İlgili yazınızı dikkatlice okudum.
Bahsi geçen kurumların, üniversitelerin girişimcilik performansını nasıl bir kritere göre değerlendirdiklerini merak ettim.
Bana göre, üniversitelerin ilk ve en önemli görevi, ürünleri olan öğrencileri 4 yıl boyunca eğiterek veya onlara değer katarak iş dünyasına hazırlamaktır.
Onun için en önemli kriter, işe giren mezunların iş dünyasında katkıları, çalıştıkları firmaların başarısı ve onların orada gösterdikleri girişimcilik performansıdır.
Ayrıca, üniversite hocalarının yapmış olduğu bilimsel araştırmalar ve yayınlardır. Bunu da değerlendiren bağımsız kurumlar var. Yaşadığım ABD’de üniversitelerin değişik bölümleri, örneğin MBA gibi, değerlendirilir ve çok sayıda değişik kriterler kullanarak sıralamalar sunulur.

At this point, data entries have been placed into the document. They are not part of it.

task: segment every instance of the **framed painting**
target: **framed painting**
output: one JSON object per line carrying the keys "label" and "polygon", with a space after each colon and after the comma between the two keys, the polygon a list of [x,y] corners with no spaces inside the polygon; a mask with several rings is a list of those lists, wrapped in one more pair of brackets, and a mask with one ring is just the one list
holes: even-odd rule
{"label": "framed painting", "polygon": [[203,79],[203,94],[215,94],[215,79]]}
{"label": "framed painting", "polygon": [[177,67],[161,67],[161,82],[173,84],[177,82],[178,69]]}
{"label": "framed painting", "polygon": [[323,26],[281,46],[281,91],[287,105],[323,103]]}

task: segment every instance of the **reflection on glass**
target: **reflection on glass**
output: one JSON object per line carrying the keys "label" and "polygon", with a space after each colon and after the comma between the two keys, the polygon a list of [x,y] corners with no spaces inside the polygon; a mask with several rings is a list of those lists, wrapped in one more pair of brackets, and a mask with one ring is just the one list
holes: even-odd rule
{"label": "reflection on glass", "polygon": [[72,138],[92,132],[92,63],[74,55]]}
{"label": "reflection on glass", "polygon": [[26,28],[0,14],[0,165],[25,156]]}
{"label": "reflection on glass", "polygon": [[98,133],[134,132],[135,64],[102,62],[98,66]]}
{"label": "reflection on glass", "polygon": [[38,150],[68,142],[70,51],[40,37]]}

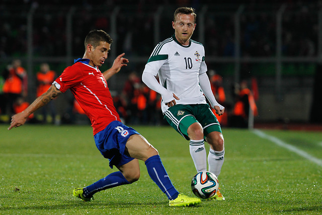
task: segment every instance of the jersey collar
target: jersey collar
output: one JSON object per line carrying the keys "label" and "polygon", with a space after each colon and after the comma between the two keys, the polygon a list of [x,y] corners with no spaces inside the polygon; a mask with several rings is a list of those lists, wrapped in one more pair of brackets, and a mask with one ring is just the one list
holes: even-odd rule
{"label": "jersey collar", "polygon": [[174,34],[173,35],[172,35],[172,38],[173,38],[173,39],[175,40],[175,41],[176,41],[176,42],[177,43],[178,43],[178,44],[179,44],[181,46],[182,46],[183,47],[185,48],[188,48],[190,47],[190,45],[191,45],[191,40],[189,39],[189,44],[187,46],[184,46],[184,45],[182,45],[181,44],[181,43],[180,43],[179,42],[179,41],[178,41],[178,40],[177,39],[177,38],[176,38],[176,35],[175,34]]}
{"label": "jersey collar", "polygon": [[87,64],[90,65],[90,59],[86,58],[78,58],[74,60],[74,63],[76,63],[77,62],[80,62],[83,63]]}
{"label": "jersey collar", "polygon": [[74,59],[74,64],[76,63],[76,62],[80,62],[81,63],[85,63],[86,64],[87,64],[88,65],[89,65],[91,67],[92,67],[93,68],[95,68],[97,70],[97,66],[91,66],[91,65],[90,65],[90,60],[89,59],[87,59],[87,58],[78,58],[78,59]]}

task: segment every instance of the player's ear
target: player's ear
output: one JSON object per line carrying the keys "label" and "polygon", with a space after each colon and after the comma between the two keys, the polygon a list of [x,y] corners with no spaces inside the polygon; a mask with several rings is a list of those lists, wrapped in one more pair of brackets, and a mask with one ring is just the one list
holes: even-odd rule
{"label": "player's ear", "polygon": [[90,44],[88,44],[87,46],[87,51],[91,52],[94,49],[93,47]]}

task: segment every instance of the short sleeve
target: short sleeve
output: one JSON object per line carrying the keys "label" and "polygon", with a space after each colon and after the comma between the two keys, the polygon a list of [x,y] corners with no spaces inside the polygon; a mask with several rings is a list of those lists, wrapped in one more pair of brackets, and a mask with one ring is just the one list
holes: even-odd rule
{"label": "short sleeve", "polygon": [[83,74],[75,64],[66,68],[53,84],[61,92],[64,93],[68,89],[82,82]]}

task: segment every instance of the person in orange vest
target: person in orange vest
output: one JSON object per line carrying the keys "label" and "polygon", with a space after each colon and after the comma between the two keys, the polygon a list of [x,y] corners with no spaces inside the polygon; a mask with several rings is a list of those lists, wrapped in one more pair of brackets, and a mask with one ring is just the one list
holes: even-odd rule
{"label": "person in orange vest", "polygon": [[125,121],[131,124],[137,124],[137,98],[139,95],[141,80],[135,71],[131,72],[128,76],[127,80],[124,84],[122,92],[122,97],[126,102],[126,109],[128,113]]}
{"label": "person in orange vest", "polygon": [[[209,74],[212,76],[210,78],[210,86],[211,87],[211,91],[216,100],[223,105],[226,106],[225,105],[226,95],[225,91],[222,87],[222,77],[215,73],[213,70],[209,70]],[[211,110],[214,114],[216,114],[216,110],[213,108],[211,108]],[[217,119],[222,126],[226,126],[228,123],[228,118],[226,113],[224,113],[220,116],[218,116],[216,114]]]}
{"label": "person in orange vest", "polygon": [[243,80],[240,82],[236,93],[236,100],[232,117],[233,120],[230,124],[234,127],[247,127],[250,108],[254,116],[256,116],[258,115],[257,106],[253,93],[248,88],[247,81]]}
{"label": "person in orange vest", "polygon": [[3,87],[3,92],[5,95],[7,106],[9,111],[4,110],[4,113],[11,115],[14,113],[14,103],[19,97],[25,98],[27,96],[28,90],[28,79],[27,72],[21,66],[21,61],[15,59],[12,65],[9,65],[5,72],[4,76],[6,80]]}
{"label": "person in orange vest", "polygon": [[[40,65],[40,71],[37,73],[36,77],[37,83],[36,96],[39,97],[49,89],[56,79],[56,73],[52,70],[50,70],[49,65],[48,63],[44,63]],[[48,105],[42,108],[43,122],[45,122],[47,121],[47,108],[49,109],[52,118],[52,122],[54,123],[56,117],[54,100],[51,101]]]}

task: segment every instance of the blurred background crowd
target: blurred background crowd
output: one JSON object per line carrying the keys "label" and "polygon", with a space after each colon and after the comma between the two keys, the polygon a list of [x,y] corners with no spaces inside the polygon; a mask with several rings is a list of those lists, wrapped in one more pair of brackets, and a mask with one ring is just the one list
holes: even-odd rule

Eğer gerçekten üniversitelerimizin performansını objektif olarak değerlendireceksek, bunu bağımsız kurumlara yaptırmak ve kriterlerini de açıklamak gerekir diye düşünüyorum.
Marka değeri?..
En azından bilim öğreten ve bilimsel olan kurumlarımız böyle değerlendirilmeli ve buradan işe başlamak iyi olur düşüncesindeyim.
Zaten ülkemizde birçok veya hemen hemen her şey ‘ahbap-çavuş, torpil veya kayırmacılık ile olduğu için (istisnalar hariç), gerçek başarıyı/performansı ölçme olanağı olmuyor ve bu nedenle de asla güçlü markalar çıkartamıyoruz.
Bunun nedeni de markaların (üniversite mezunları da dahil) gerçek sahibi, müşteriler ve tüketicilerdir, firmalar değildir.
Bundan hareket edersek, üniversitelerin performansını değerlendiren birçok kurum, bu üniversitelerin çok sayıda mezunlarını işe alarak, onlarla olan deneyimleriyle mi değerlendirme yapıyorlar?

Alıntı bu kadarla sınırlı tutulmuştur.